Неожиданно толпа зашевелилась, точно ее толкнули. Это Кошкин верхом пробивался к помосту.

— Расступись! — кричал он. — Дай дорогу!

Блюхер, насупив брови, сердито смотрел на Кошкина, бесцеремонно врезавшегося в толпу.

— Товарищ главком, — донесся голос порученца, — разведка обнаружила четыре сотни казаков. Они сбили нашу заставу.

— По коням! — скомандовал Блюхер. — Томин, покажи белякам своих разинцев!

Бой, возникший неожиданно, длился дотемна. Иван Каширин, приняв на себя удар, стал, по уговору с главкомом, заманивать белых к заводу. В это время Томин пробрался с двумя сотнями в тыл и ударил по неприятелю. В белоказачьих эскадронах возникла паника, и они ринулись на красных конников, чтобы вырваться из кольца. Утром подсчитали трофеи: четыре пулемета, сто винтовок.

На другой день Южноуральский отряд выступил через Зилим и Ирныкши на Архангельский завод.

Уральское лето коротко, как сон старика. После успеньева дня с севера на юг — сперва робко, в одиночку, а потом целыми стадами — бегут облака, скрывая от солнца горы и зеленые шапки лесов. В полночь над Белой всплывает холодный, липкий туман, расползаясь по балочкам, поднимаясь к рассвету до самых гор.

Вот когда пригодились тюфяки и мешки. Тяжелым сном спят под ними на возах дети, вцепившись ручонками в материнскую грудь. Бойцы и конники, развалившись на земле, жмутся под шинелями друг к другу и даже не поворачиваются, боясь растратить тепло.

Утром — дальше в поход. И снова скрип старых возов, и снова жалобное мычание отощавших коров, медленно бредущих за телегами, и снова ржание жеребят, отставших от кобылиц, и причитание матерей, и плач полуголодных детей.

Все идут на север. Кругом белоказачьи части. Каждый день схватки, стычки, перестрелки, бои. Каждый день жертвы. Патронов все меньше, они почти на исходе, голыми руками не отбиться от врага и не пробиться к частям Красной Армии.

Всякий раз, когда Блюхер, сидя на своем рыжаке или, спешившись, стоял один на пригорке и смотрел на бесконечно длинный поток бойцов в разбитых сапогах и лаптях, а то и вовсе босых, в рваных рубаках, голых до пояса, с рубцами на теле, он думал о том, что именно теперь, после многодневных испытаний, после тяжелых боев и потерь близких друзей по оружию, этими людьми управляет не инстинкт, а сознание долга. Полки двигались не как стадо, перегоняемое пастухами с далеких пастбищ; они шли, правда, не строем, а вразброс, как попало, но каждый знал, что ему надо вырваться из вражеского кольца. «Я должен дойти», — думал каждый про себя, и эта мысль подстегивала так, что каждый готов был по первому приказанию ринуться в бой на врага с несколькими оставшимися патронами, а потом вцепиться в него зубами.

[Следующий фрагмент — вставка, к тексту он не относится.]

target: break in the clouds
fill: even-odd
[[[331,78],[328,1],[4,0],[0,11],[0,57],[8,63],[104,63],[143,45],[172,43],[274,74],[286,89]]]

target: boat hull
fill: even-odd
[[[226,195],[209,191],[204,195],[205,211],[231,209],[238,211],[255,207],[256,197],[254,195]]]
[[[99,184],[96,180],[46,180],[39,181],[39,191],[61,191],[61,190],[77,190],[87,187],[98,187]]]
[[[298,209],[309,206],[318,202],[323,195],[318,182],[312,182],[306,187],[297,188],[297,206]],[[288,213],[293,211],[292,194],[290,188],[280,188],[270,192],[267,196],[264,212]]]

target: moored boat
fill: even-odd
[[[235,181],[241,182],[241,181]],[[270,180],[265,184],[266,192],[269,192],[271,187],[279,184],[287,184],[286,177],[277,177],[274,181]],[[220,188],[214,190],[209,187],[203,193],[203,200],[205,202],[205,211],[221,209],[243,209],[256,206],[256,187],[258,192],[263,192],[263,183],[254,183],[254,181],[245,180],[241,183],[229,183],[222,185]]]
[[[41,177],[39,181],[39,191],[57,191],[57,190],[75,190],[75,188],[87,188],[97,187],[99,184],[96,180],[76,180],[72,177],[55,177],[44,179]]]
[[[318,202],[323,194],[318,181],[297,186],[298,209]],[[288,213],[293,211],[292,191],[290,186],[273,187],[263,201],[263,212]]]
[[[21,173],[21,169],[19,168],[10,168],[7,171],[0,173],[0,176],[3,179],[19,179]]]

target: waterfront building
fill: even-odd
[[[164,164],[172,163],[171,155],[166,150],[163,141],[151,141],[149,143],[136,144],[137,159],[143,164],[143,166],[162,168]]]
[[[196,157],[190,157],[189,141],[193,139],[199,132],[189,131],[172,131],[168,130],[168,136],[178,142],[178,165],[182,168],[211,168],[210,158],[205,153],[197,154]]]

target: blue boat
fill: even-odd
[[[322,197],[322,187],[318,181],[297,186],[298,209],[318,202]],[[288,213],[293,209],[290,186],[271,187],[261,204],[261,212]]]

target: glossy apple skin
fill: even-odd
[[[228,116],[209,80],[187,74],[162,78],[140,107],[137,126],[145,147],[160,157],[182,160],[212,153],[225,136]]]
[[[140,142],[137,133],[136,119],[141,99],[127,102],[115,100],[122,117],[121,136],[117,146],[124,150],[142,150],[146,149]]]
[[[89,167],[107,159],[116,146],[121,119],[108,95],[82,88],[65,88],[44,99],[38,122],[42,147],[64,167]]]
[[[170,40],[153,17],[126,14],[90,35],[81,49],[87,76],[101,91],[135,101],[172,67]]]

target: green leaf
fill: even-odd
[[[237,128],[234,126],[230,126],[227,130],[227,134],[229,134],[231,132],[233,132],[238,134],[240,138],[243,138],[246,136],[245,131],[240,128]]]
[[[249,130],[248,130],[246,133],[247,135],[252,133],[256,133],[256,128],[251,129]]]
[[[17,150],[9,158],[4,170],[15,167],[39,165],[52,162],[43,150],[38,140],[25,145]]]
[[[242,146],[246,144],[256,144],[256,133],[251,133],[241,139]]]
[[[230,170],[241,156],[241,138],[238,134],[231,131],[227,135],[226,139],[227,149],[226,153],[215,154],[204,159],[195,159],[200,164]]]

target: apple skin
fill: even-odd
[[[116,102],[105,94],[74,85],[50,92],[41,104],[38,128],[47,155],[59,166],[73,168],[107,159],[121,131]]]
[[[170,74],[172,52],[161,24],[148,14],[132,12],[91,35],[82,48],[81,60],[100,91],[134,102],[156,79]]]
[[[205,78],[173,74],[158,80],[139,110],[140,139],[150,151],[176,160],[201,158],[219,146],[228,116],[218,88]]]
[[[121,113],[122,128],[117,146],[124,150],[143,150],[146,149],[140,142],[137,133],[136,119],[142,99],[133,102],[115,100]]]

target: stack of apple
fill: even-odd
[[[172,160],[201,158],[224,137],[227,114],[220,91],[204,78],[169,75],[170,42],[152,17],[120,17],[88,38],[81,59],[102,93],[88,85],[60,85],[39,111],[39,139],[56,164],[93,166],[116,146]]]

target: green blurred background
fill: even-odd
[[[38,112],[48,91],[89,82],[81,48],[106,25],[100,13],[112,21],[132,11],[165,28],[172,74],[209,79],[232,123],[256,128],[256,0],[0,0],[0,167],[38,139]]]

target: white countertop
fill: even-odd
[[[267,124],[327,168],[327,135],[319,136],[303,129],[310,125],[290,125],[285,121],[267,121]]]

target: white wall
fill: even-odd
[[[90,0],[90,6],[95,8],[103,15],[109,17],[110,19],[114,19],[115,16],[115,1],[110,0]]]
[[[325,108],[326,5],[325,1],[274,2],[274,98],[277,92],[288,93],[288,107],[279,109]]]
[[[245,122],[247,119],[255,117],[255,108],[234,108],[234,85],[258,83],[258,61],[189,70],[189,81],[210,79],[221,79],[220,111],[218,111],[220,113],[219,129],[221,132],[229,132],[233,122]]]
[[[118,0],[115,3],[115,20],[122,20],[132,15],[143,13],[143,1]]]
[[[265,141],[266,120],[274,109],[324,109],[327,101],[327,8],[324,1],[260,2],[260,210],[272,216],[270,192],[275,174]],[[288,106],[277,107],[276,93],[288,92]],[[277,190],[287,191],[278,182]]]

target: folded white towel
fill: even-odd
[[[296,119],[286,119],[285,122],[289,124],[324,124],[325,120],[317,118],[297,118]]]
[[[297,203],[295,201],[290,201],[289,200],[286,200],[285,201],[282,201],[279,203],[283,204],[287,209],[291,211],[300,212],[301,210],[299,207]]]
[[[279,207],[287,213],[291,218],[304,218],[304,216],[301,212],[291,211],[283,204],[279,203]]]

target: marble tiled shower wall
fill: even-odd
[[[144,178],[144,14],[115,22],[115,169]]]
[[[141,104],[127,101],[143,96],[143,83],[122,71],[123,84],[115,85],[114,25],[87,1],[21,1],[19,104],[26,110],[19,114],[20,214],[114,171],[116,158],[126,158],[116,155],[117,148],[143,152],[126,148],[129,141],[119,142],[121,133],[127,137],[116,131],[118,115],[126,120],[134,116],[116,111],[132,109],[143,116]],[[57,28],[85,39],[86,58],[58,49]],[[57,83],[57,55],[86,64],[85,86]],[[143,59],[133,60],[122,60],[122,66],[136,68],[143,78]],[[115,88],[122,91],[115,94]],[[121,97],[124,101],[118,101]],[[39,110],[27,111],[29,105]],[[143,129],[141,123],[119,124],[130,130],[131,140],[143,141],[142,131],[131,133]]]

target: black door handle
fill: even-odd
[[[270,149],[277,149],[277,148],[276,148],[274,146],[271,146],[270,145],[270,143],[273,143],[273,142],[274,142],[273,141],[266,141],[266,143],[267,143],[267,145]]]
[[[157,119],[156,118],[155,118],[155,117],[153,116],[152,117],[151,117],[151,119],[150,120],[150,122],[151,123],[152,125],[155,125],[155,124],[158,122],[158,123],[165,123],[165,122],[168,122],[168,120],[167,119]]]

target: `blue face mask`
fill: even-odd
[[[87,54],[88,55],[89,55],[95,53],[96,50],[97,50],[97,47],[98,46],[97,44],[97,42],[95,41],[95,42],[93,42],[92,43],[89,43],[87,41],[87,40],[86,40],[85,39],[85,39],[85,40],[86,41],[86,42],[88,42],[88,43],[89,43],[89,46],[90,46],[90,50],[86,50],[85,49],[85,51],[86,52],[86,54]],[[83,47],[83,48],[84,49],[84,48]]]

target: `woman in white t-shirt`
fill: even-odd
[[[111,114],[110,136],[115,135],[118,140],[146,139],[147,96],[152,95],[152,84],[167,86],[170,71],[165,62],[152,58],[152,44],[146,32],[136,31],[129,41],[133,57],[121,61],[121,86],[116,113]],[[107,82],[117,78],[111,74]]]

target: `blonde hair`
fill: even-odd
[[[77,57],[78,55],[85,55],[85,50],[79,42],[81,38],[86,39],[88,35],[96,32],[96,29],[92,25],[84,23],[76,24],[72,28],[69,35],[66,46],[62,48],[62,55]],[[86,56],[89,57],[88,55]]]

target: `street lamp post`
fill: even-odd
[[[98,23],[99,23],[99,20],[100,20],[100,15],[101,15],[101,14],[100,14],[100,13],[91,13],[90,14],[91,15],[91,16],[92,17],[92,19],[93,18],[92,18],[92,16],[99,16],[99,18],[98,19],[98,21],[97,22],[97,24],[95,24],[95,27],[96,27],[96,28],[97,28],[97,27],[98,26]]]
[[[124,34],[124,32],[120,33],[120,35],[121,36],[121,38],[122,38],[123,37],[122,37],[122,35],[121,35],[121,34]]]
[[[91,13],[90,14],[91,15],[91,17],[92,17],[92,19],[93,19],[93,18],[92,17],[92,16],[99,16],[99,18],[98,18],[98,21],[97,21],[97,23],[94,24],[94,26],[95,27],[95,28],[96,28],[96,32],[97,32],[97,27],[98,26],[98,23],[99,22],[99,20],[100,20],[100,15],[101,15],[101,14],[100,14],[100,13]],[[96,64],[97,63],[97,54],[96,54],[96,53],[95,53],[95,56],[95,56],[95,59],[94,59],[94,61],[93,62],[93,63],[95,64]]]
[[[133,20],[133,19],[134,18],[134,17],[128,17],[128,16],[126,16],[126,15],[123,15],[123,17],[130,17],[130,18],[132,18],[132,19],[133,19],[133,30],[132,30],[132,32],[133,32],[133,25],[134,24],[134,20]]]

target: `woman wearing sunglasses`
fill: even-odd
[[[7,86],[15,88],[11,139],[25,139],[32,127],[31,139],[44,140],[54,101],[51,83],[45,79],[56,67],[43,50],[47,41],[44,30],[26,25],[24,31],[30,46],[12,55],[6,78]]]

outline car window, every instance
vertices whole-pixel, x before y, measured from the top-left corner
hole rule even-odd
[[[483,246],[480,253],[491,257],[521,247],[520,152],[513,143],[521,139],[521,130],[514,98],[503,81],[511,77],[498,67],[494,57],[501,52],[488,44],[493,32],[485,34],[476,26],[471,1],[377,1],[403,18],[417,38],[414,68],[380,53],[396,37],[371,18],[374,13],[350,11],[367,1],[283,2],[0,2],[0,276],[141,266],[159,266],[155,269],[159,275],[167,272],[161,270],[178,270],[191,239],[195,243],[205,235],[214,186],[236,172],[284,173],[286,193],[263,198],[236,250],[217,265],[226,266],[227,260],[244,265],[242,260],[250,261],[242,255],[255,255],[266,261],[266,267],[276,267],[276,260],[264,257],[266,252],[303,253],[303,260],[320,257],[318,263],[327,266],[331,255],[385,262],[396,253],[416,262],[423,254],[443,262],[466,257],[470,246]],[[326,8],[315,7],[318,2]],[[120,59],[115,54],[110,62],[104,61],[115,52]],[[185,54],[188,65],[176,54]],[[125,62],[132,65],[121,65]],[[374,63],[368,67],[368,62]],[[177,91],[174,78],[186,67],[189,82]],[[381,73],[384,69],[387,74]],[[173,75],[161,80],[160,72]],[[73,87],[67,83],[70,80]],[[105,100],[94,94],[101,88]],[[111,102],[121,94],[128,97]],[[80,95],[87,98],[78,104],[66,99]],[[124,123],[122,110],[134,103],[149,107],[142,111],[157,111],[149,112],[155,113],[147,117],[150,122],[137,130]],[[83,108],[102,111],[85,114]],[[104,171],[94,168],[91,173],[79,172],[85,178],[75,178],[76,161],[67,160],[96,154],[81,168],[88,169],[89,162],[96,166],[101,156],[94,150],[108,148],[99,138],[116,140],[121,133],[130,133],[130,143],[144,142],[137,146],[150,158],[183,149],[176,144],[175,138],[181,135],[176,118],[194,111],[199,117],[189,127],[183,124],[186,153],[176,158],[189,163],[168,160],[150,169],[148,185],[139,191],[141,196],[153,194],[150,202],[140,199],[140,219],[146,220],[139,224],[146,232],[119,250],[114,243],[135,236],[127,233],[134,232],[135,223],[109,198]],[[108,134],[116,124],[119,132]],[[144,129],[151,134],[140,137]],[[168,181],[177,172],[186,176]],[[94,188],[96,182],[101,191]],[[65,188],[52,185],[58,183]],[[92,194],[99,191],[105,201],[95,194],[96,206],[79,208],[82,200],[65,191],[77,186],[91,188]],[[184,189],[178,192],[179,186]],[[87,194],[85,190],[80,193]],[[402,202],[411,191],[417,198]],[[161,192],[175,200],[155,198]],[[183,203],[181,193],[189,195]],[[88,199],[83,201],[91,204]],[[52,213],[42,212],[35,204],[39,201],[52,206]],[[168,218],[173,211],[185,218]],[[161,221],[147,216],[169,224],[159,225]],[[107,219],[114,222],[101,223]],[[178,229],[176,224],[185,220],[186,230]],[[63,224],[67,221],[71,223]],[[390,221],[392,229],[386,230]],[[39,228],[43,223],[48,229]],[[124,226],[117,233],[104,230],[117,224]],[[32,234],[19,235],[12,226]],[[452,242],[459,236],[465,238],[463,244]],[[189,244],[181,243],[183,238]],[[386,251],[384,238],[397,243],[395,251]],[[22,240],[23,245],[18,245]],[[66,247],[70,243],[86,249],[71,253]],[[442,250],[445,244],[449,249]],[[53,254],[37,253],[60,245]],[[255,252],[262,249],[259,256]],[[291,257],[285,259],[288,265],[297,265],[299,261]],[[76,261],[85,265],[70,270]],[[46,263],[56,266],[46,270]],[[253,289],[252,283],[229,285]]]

«Проклинают ли они меня за то, что я тронул их с семьями с насиженных мест, — думал Блюхер, — заставил бросить на произвол судьбы свои домишки, брести по каменистым горам, засыпать каждую ночь тяжелым сном на земле?» Он чувствовал, что несет ответственность за всех и каждого, и хотя нет такого судьи, перед которым он должен держать ответ, но этот судья — его совесть. Ему далеко не безразлично, как о нем судит каждый в отдельности, ибо из каждого частного суждения слагалось общее мнение всей его армии, и это общее становилось в свою очередь как бы законом, которому все подчинялись. Только это единодушное согласие, переходившее в неограниченное доверие, давало ему решимость командовать людьми так, как он понимал и считал нужным.

«Если я дрогну, то не смогу вывести их на советскую сторону», — рассуждал он. Иногда возникало сомнение в своих силах, но об этом никто не знал. «Не передать ли мне командование Томину или Калмыкову?» И он снова погружался в раздумье, беспокоясь больше всего о людях, доверивших ему свою жизнь. Он знал, судя по боям и стычкам, что его армия будет ежедневно редеть, что убитых будут хоронить в наспех вырытых ямах, но назад пути нет. Когда-нибудь к этим могильным буграм придут поклониться благодарные потомки. Сейчас некогда воздавать почести героям, надо упорно идти вперед, но обязательно хоронить всех убитых в бою и умерших от истощения.

«В царской армии тысячи солдат пропали без вести, — сказал он в надгробной речи после боя у Петровского. — Это великая ложь! Их попросту сваливали в большую яму, называя ее братской могилой, а в донесениях писали, что они пропали без вести. Если кто-либо из нас погибнет, то святой долг оставшихся — похоронить героя, а списки погибших передать командованию Красной Армии, ибо народ никогда не забудет этих людей».

Простые слова возвышали каждого, вызывая гордость за ратный труд, за военный подвиг. Каждому хотелось остаться в живых, дойти до своих, веселиться, страдать, любить, и в каждом жила вера в свой подвиг, который ему предстоит совершить.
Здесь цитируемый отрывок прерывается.